O preço do barril de petróleo chegou ontem a US$ 36, seu valor mais alto desde a invasão do Kuwait por tropas iraquianas em 1990, e fechou em US$ 35,92 no mercado de futuros de Nova York. A alta é motivada pela atual tensão entre o Iraque e Kuwait e medo causado pela tormenta tropical que se aproxima da região dos Estados Unidos próxima ao Golfo do México, que pode causar uma redução na produção local e danos nas instalações petrolíferas.

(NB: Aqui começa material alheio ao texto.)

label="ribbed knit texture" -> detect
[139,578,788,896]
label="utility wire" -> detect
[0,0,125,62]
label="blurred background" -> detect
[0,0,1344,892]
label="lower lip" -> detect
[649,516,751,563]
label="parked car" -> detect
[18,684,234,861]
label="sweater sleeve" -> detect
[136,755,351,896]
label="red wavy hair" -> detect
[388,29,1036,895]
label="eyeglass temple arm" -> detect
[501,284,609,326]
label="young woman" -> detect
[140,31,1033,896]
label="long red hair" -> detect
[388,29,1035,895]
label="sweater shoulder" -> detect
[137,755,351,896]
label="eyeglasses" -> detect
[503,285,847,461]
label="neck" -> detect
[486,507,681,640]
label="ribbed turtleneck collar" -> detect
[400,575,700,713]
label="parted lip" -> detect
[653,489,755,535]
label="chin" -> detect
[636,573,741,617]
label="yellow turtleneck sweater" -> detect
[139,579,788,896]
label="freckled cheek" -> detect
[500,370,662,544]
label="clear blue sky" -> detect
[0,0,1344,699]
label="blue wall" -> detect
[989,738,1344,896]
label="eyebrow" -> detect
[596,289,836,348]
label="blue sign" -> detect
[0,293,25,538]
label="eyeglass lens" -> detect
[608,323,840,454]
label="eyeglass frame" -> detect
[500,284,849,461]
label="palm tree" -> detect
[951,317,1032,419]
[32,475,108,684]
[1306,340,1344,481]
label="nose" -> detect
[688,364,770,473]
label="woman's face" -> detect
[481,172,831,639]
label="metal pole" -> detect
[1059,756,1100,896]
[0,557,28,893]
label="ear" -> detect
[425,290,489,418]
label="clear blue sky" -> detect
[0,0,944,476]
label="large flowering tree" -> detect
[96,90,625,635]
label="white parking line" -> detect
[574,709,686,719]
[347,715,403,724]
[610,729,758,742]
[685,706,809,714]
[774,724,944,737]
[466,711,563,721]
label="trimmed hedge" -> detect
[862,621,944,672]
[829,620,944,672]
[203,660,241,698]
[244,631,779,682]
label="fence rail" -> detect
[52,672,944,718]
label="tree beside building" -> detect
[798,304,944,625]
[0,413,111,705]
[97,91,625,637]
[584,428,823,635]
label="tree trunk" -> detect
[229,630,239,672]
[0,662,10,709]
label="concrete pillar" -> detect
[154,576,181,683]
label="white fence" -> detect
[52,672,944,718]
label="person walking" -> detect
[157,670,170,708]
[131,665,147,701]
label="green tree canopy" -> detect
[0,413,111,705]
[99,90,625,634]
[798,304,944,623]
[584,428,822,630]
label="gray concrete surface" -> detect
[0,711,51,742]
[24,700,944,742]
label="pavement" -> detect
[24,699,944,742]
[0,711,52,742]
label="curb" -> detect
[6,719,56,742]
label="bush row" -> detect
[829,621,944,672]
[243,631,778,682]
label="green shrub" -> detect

A cotação do barril de referência (light sweet crude), para entrega em outubro, aumentou US$ 1,85 atingindo US$ 35,92. Anteontem, a alta foi de US$ 0,25 chegando a US$ 34,07.
A tensão aumenta entre o Iraque e o Kuwait, já que o primeiro acusa o país vizinho de roubar seu petróleo. O governo do Kuwait se defendeu desta acusação, e os Estados Unidos advertiram Bagdá ontem. ‘‘Há dez anos, vemos (o presidente do Iraque) Saddam Hussein fazer periodicamente fortes declarações. Ele deveria saber claramente que ainda estamos firmemente decididos a deter sua capacidade de prejudicar seus vizinhos e de reconstituir suas armas de destruição em massa’’, declarou ontem o porta-voz da Casa Branca, Joe Lockhart.
Ontem o co-presidente holandês do grupo petroleiro Royal Dutch/Shell, Jeroen Van der Veer, estimou que não se deve esperar uma queda do preço do combustível antes de fevereiro.
A alta dos preços do petróleo, combinada com a forte imposição fiscal nos países europeus, continua provocando protestos na Europa. O ministro britânico do Interior, Jack Straw, defendeu esta sexta-feira a intransigência do governo, que pôs fim ao conflito sobre o preço da gasolina sem ceder nada aos manifestantes. A firmeza de Tony Blair inspirou o Primeiro-Ministro belga, Guy Verhofstadt, que não cedeu às pressões dos caminhoneiros por uma redução dos impostos.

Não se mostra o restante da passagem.